10. A system for use in an electromachining process, said system comprising:

an electrode configured for shaping a workpiece, said electrode comprising: a base; an outer rim extending circumferentially about said base; and a body extending between said base and said outer rim, wherein said body defines a concave surface; and

a translation apparatus coupled to said electrode, wherein said translation apparatus is configured to move said electrode along an arc having a first radius.

11. The system in accordance with claim 10 further comprising a tool head, wherein said base is coupled to said tool head such that said electrode is rotatable about a rotational axis.

12. The system in accordance with claim 10, wherein said concave surface has a second radius substantially equal to the first radius.

13. The system in accordance with claim 10, wherein said body defines a convex surface opposite the concave surface.

14. The system in accordance with claim 10 further comprising a fluid source configured to provide fluid to said electrode, wherein at least one of said base, said outer rim, and said body define at least one opening configured to emit the fluid.

15. The system in accordance with claim 10 further comprising a power supply coupled to said electrode, said power supply configured to induce electrical arcing between said electrode and the workpiece.

16. The system in accordance with claim 10 further comprising a controller coupled to said translation apparatus and said power supply, said controller configured to regulate movement of said tool and regulate electrical current supplied to said tool.

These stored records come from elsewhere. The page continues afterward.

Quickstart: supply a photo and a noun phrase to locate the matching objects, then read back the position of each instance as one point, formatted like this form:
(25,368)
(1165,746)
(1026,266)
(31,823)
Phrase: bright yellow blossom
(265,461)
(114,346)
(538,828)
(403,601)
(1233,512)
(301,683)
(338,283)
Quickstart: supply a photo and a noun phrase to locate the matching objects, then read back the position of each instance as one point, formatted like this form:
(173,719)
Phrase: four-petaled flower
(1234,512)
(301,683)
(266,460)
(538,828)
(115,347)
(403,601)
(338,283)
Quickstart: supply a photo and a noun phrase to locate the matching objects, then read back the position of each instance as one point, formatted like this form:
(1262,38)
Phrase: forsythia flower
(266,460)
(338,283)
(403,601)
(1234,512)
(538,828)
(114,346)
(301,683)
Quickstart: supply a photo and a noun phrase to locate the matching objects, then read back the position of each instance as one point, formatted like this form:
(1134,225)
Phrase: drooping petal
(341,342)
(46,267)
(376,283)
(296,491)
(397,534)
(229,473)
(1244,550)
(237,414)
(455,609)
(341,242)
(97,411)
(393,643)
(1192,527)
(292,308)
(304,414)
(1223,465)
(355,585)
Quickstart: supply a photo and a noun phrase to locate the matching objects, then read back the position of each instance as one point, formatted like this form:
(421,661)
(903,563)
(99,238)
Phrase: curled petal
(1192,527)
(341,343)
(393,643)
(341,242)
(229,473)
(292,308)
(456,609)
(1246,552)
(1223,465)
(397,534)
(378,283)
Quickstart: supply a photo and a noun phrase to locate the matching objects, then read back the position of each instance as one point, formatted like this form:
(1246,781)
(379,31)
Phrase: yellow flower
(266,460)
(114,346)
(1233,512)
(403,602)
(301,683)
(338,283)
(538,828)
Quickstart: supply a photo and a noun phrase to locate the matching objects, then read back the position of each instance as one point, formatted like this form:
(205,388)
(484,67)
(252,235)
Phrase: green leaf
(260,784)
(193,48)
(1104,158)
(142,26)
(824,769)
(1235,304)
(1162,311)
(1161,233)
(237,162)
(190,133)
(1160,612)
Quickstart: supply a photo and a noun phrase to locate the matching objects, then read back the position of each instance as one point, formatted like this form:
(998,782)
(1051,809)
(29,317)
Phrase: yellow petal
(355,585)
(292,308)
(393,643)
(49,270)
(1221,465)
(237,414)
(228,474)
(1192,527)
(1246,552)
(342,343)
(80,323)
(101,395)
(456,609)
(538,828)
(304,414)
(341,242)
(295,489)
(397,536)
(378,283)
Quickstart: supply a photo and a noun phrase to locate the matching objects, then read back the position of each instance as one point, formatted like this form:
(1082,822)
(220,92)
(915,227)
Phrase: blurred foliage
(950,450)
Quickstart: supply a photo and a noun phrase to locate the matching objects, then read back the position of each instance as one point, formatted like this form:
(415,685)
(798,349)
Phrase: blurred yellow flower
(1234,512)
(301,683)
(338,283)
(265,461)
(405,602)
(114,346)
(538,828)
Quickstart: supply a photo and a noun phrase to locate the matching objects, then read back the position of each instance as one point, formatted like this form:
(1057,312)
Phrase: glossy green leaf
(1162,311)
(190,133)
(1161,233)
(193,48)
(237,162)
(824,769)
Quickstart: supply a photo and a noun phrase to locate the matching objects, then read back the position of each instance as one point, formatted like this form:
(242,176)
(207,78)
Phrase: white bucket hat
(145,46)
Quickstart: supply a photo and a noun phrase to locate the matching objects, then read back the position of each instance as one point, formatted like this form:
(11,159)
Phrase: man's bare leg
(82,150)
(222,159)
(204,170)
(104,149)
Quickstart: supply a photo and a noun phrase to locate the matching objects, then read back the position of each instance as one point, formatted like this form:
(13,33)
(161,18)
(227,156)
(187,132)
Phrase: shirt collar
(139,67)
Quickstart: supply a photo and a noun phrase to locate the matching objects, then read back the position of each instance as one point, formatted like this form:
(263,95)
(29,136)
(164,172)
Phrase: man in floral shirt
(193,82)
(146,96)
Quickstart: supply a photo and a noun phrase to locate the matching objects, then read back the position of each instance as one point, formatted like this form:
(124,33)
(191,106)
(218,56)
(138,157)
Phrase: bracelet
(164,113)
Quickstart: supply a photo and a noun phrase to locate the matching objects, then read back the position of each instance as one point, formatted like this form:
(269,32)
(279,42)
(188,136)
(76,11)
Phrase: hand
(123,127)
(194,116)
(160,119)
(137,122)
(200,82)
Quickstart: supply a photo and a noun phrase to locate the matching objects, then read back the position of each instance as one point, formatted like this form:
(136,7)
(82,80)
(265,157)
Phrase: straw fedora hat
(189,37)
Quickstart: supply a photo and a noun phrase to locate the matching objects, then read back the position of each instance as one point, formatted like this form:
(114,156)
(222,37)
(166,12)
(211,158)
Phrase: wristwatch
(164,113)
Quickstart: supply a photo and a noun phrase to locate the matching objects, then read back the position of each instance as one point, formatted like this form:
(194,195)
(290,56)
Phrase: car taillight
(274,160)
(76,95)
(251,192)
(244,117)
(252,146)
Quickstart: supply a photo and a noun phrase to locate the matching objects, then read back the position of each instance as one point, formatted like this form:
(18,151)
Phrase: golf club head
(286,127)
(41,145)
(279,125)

17. A method of manufacturing a blisk using an electromachining system, said method comprising:

moving an electrode along an arc, the electrode including a base, an outer rim extending circumferentially about the base, and a body extending between the base and the outer rim, wherein the body defines a concave surface; and

supplying power to the electrode to induce electrical arcs between the electrode and the workpiece.

18. The method in accordance with claim 17 wherein moving an electrode along an are comprises moving the electrode along an arc having a radius substantially equal to a radius of the concave surface.

19. The method in accordance with claim 15 further comprising directing fluid between the electrode and the workpiece, wherein the fluid is emitted from at least one opening in the electrode.

20. The method in accordance with claim 15 further comprising rotating the electrode about a rotational axis, wherein the electrode extends along the rotational axis.